Designed to “save scriptwriters time,” Ghostwriter is a tool created to write the ‘barks’, or repetitive clips of dialogue, spoken by non-player characters in games. If you’ve ever bumped into someone in an open-world game, and they’ve said something like, “Hey – watch it, buddy!”, that’s a bark. But then you probably knew that already.

Traditionally, these short snippets of dialogue would have been written by a flesh-and-blood human, but because it’s 2023 and everything’s about variations on ChatGPT and Bard all of a sudden, Ghostwriter can now do the job for them.

Not that the process is entirely automatic. An end user still needs to create a character in the Ghostwriter system, come up with a context or situation for said character to experience, and then watch as the AI will spit out a string of lines in response to those inputs. The end user can then pick which of those barks – whether it’s “Watch it, buddy!”, “Hey, over here!,” or, “One day I shall take over the world, puny human” – is most suitable for the game they’re making.

Admittedly, Ghostwriter does look like the kind of thing that would smooth out one of the more tedious jobs a video game writer uses.
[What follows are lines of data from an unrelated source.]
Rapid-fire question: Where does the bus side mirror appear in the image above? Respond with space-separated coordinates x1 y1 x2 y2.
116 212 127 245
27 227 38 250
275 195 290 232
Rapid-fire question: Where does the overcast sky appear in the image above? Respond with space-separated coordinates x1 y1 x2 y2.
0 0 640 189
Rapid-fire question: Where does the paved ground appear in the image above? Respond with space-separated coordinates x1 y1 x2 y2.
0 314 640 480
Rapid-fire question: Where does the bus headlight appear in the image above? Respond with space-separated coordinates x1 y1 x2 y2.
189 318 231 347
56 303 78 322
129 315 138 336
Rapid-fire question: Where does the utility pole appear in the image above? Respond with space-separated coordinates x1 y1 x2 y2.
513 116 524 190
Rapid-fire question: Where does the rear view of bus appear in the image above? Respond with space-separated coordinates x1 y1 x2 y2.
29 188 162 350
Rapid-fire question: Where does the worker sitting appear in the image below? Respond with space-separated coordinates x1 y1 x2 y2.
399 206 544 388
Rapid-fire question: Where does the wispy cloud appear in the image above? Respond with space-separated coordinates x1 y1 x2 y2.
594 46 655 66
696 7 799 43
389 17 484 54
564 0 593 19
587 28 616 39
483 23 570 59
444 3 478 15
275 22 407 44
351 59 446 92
But it’s also a further sign of how quickly AI is beginning to change the way writing is approached. It was only a few months ago that CNET began using AI to generate certain news stories; in what was surely a coincidence, CNET embarked on a series of layoffs not long afterwards.

Nor is the film industry immune from the march of progress. On 21 March, around the time Ubisoft announced Ghostwriter, the Writers Guild of America proposed that writing a script using something like ChatGPT should be allowed, so long as it “does not affect writers’ credits or residuals.”

In an ideal world, AI would indeed be used like a tool, much like Ghostwriter; the broader worry is that it’s used by greedy companies to avoid having to pay deal with pesky people with job titles like artist, designer or writer.